Involve children in the work of disaster risk reduction

Every year, millions of people are affected by natural disasters - disasters that, as a result of climate change, are expected to become both more and worse in the coming years. People who are already living on the margins are hardest hit and many families' finances are destroyed when the disaster strikes. The children thus often lose their opportunity for schooling, medical care and a safe home environment. Disaster risk reduction efforts are therefore vital and must be seen as important investments for the future. Research also shows that every krona invested in risk reduction provides a sevenfold return.

When it comes to spreading knowledge about climate change and natural disasters and teaching how societies can reduce their vulnerability, the school has a central role. We also know that children pass on the knowledge to their families - involving children in disaster risk reduction work is therefore a cost-effective way to build safer communities. We therefore believe that Sweden should produce clear guidelines that prioritize and make visible the importance of children and young people's participation in the disaster risk reduction work.

A concrete measure is to integrate disaster risk reduction into the education sector as schools in many poor communities are the only functioning institution. As many crises and disasters span a long period of time, Sweden should work for a clearer and more effective link between humanitarian and long-term aid to build more resilient societies.
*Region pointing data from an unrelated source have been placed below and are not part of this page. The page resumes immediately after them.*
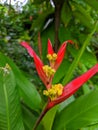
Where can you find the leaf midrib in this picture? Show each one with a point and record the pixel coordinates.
(7, 107)
(82, 112)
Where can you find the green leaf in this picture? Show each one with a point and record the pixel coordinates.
(66, 13)
(87, 56)
(10, 112)
(93, 3)
(78, 57)
(28, 118)
(83, 15)
(27, 89)
(82, 112)
(39, 22)
(92, 127)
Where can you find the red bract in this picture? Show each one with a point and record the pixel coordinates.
(60, 54)
(37, 61)
(73, 86)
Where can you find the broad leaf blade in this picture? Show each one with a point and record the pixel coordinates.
(27, 89)
(81, 113)
(10, 112)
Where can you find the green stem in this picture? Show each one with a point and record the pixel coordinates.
(77, 59)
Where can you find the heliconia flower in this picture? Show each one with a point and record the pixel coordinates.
(38, 63)
(56, 59)
(73, 86)
(47, 72)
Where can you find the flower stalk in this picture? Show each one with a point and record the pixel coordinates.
(56, 93)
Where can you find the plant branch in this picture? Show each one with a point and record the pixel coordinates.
(58, 7)
(41, 116)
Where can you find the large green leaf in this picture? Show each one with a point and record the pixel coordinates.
(82, 112)
(83, 15)
(27, 89)
(66, 13)
(49, 118)
(93, 3)
(10, 112)
(92, 127)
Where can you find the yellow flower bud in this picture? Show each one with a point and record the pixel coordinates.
(54, 92)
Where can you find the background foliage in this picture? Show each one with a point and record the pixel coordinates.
(21, 91)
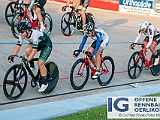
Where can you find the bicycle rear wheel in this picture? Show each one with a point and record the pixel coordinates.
(135, 65)
(48, 23)
(15, 82)
(68, 23)
(10, 12)
(52, 76)
(79, 74)
(107, 71)
(155, 69)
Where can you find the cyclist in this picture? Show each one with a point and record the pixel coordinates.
(99, 43)
(152, 38)
(76, 4)
(38, 41)
(39, 7)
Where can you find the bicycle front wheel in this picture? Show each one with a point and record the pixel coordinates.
(135, 65)
(10, 12)
(68, 23)
(155, 69)
(107, 71)
(52, 76)
(15, 82)
(79, 74)
(48, 23)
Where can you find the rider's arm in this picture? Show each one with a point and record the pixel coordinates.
(77, 4)
(137, 38)
(151, 35)
(83, 42)
(68, 2)
(31, 4)
(98, 43)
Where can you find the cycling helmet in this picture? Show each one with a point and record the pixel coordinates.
(89, 27)
(22, 26)
(143, 25)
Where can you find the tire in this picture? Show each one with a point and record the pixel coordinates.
(107, 71)
(79, 80)
(48, 23)
(10, 12)
(52, 76)
(14, 23)
(15, 82)
(155, 70)
(68, 23)
(135, 65)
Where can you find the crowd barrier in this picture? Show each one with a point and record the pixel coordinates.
(142, 7)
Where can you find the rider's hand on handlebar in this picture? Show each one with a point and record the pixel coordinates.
(25, 61)
(131, 46)
(76, 53)
(64, 8)
(11, 59)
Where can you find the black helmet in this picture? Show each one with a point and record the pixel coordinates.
(89, 27)
(22, 26)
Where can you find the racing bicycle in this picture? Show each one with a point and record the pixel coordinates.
(80, 71)
(71, 20)
(16, 78)
(35, 24)
(138, 61)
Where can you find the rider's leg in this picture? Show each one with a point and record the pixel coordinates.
(154, 52)
(28, 52)
(40, 5)
(43, 80)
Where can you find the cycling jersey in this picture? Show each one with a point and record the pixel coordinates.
(40, 4)
(100, 38)
(40, 41)
(152, 33)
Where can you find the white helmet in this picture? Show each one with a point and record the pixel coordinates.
(143, 25)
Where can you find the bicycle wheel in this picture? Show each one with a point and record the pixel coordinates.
(48, 23)
(14, 23)
(52, 75)
(15, 82)
(107, 71)
(79, 74)
(68, 23)
(155, 69)
(10, 12)
(135, 65)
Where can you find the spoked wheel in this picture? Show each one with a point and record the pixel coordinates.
(135, 65)
(15, 21)
(48, 23)
(68, 23)
(107, 71)
(155, 69)
(15, 82)
(79, 74)
(53, 76)
(10, 12)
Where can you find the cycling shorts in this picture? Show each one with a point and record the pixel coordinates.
(156, 40)
(41, 3)
(45, 49)
(104, 43)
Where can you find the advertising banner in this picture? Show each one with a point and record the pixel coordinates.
(102, 4)
(143, 7)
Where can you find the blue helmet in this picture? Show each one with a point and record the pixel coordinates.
(22, 27)
(89, 27)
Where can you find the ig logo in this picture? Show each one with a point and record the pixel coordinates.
(114, 104)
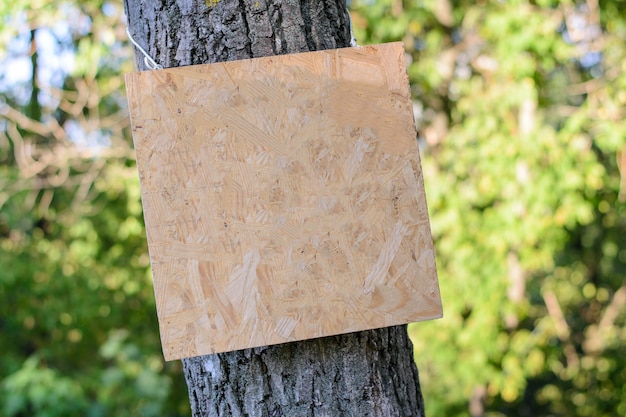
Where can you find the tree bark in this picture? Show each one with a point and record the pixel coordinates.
(370, 373)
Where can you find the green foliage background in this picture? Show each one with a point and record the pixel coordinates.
(521, 108)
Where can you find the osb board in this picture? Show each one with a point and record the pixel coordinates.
(283, 198)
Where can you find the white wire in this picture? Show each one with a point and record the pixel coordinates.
(147, 59)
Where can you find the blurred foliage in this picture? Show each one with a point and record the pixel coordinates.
(78, 326)
(521, 108)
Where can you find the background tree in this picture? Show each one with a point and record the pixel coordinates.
(521, 107)
(370, 373)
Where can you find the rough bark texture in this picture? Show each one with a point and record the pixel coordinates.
(369, 373)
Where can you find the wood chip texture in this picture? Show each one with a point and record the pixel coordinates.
(283, 198)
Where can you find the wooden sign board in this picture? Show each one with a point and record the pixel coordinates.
(283, 198)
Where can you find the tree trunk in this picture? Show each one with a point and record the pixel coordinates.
(370, 373)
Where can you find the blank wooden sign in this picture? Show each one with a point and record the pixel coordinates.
(283, 198)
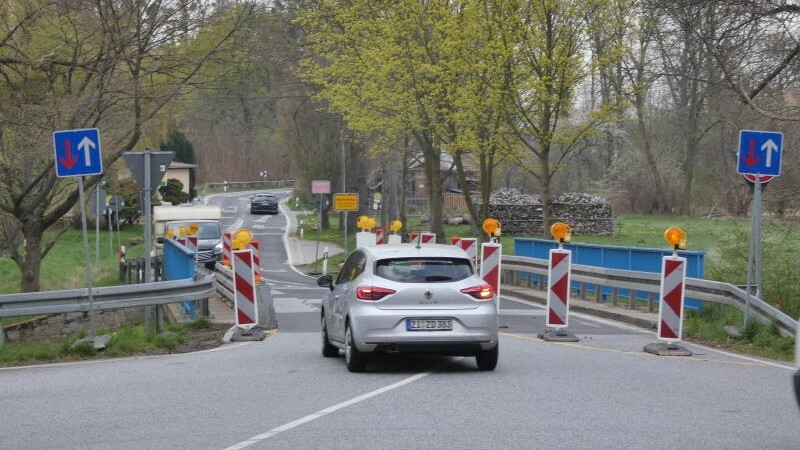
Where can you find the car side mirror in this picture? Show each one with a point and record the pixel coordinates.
(325, 281)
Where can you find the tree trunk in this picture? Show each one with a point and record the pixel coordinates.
(433, 177)
(462, 181)
(31, 261)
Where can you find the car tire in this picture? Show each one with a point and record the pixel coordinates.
(328, 350)
(487, 359)
(356, 360)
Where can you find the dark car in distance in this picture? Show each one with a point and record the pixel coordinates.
(264, 203)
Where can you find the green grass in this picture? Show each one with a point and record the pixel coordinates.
(64, 268)
(707, 326)
(128, 340)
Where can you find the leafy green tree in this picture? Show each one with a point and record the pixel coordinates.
(548, 69)
(173, 192)
(184, 152)
(80, 64)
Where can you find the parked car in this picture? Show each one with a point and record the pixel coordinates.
(209, 239)
(264, 202)
(409, 298)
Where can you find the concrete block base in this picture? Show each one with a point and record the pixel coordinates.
(667, 349)
(559, 335)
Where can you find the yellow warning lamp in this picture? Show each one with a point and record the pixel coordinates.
(491, 227)
(676, 237)
(241, 238)
(561, 232)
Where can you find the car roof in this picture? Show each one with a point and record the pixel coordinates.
(412, 250)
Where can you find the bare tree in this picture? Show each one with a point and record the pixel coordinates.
(110, 64)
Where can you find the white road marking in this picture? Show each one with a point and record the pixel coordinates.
(324, 412)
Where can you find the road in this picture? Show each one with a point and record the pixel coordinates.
(603, 392)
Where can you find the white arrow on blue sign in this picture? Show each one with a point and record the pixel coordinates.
(760, 152)
(77, 152)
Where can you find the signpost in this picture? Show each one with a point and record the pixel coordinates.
(345, 203)
(77, 153)
(148, 168)
(759, 160)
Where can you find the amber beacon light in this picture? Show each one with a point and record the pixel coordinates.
(676, 237)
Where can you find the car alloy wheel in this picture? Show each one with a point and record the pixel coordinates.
(356, 361)
(328, 350)
(487, 359)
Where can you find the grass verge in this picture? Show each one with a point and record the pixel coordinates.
(126, 341)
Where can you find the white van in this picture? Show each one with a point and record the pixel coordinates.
(209, 233)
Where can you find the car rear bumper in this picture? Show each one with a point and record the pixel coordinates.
(385, 330)
(263, 208)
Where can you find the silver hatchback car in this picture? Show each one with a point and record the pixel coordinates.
(409, 298)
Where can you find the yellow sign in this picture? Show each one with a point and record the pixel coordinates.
(490, 226)
(396, 226)
(345, 202)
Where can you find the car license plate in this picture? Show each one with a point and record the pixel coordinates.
(429, 324)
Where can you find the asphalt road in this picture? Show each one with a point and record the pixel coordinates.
(603, 392)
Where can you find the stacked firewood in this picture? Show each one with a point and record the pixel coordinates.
(521, 214)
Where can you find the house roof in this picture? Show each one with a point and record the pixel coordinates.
(181, 165)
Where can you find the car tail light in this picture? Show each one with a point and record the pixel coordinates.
(482, 292)
(372, 292)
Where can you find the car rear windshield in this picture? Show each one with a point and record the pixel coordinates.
(423, 270)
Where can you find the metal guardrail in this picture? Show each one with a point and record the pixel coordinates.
(111, 297)
(104, 298)
(705, 290)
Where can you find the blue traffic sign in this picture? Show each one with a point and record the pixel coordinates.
(77, 152)
(760, 152)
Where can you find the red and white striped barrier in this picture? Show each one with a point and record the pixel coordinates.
(255, 246)
(490, 267)
(670, 311)
(227, 240)
(469, 245)
(244, 295)
(558, 276)
(191, 244)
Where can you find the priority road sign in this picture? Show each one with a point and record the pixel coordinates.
(77, 152)
(760, 152)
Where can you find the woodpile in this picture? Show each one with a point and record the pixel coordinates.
(521, 214)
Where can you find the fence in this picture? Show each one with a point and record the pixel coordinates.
(225, 185)
(132, 271)
(593, 280)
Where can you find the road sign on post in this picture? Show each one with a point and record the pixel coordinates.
(345, 202)
(77, 152)
(760, 152)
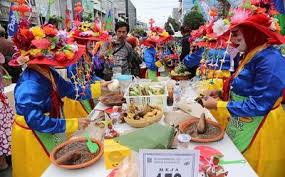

We hope that the government will take these proposals into account and make them visible in the new humanitarian strategy, and ensure that the child rights perspective becomes a central part of Sweden's position during the forthcoming World Humanitarian Summit in Istanbul in May.

By investing in, and listening to, the children of the world, we contribute to enabling both development and peace as well as a better future!

Pia Stavås Meier and Agnes Björn

This is a debate article. The author is responsible for analysis and opinions in the text.